Key points to consider:
- The liver's complex functions cannot be replicated by current technology
- Temporary liver support systems provide limited support for specific functions
- Liver transplantation is the definitive treatment option for severe liver failure
- Early referral to an expert centre is crucial for patients with cirrhosis decompensation
- Further research is needed to explore the potential interest in liver support systems and their impact on prognosis 1.
From the Research
Liver Dialysis
- There is no established liver dialysis treatment due to the complexity of liver functions and the lack of a suitable replacement for the liver's detoxification and metabolic processes 2.
- Current liver support systems, such as MARS and Prometheus, have failed to show significant survival benefits in patients with acute-on-chronic liver failure, leading to the development of new devices with improved functionality 2, 3.
Alternative Treatments
- N-acetylcysteine (NAC) has been studied as a potential treatment for non-acetaminophen-induced acute liver failure, with some studies suggesting improved transplant-free survival and reduced mortality in specific patient populations 4, 5.

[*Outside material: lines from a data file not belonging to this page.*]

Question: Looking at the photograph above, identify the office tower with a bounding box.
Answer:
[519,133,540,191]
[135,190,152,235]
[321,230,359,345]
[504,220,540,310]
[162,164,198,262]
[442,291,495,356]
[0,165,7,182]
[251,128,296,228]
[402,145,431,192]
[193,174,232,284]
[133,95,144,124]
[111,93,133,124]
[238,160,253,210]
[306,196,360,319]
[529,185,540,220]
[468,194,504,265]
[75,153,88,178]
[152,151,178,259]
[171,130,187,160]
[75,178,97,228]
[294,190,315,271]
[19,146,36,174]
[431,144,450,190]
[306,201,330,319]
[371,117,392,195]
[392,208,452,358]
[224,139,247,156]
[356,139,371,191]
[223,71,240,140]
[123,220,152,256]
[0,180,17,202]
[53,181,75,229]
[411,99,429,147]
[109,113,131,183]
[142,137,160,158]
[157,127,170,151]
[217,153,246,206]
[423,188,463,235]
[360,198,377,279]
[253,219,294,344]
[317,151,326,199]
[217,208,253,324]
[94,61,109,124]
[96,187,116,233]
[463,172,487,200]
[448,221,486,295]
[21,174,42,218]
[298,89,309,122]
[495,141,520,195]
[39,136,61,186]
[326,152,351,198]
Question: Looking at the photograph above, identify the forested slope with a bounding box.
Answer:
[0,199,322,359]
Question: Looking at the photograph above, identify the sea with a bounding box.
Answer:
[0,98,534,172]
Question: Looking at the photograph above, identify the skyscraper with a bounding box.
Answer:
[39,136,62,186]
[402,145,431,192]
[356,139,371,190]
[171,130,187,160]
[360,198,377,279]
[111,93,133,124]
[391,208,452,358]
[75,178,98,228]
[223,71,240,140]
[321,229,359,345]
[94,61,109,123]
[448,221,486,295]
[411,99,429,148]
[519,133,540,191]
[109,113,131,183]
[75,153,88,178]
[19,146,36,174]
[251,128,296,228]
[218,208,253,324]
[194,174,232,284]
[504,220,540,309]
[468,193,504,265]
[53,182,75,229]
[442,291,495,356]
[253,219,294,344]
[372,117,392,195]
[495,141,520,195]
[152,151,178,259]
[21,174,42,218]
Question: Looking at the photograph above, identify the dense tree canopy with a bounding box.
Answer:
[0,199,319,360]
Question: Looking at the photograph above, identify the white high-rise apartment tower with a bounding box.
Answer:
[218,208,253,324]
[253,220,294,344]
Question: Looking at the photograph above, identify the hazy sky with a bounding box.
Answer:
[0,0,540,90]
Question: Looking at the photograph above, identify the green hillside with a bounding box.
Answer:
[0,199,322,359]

- Albumin dialysis has been shown to be effective in removing albumin-bound molecules, such as bilirubin, and improving hepatic encephalopathy, but its impact on survival is limited 3.
Challenges and Future Directions
- The development of effective liver dialysis or support systems is hindered by the complexity of liver functions and the need for a comprehensive understanding of liver pathogenesis and regeneration 2.
- Ongoing research and advancements in medical supportive care, such as continuous renal replacement therapy and neurologic support, are expected to improve outcomes for patients with acute liver failure 6.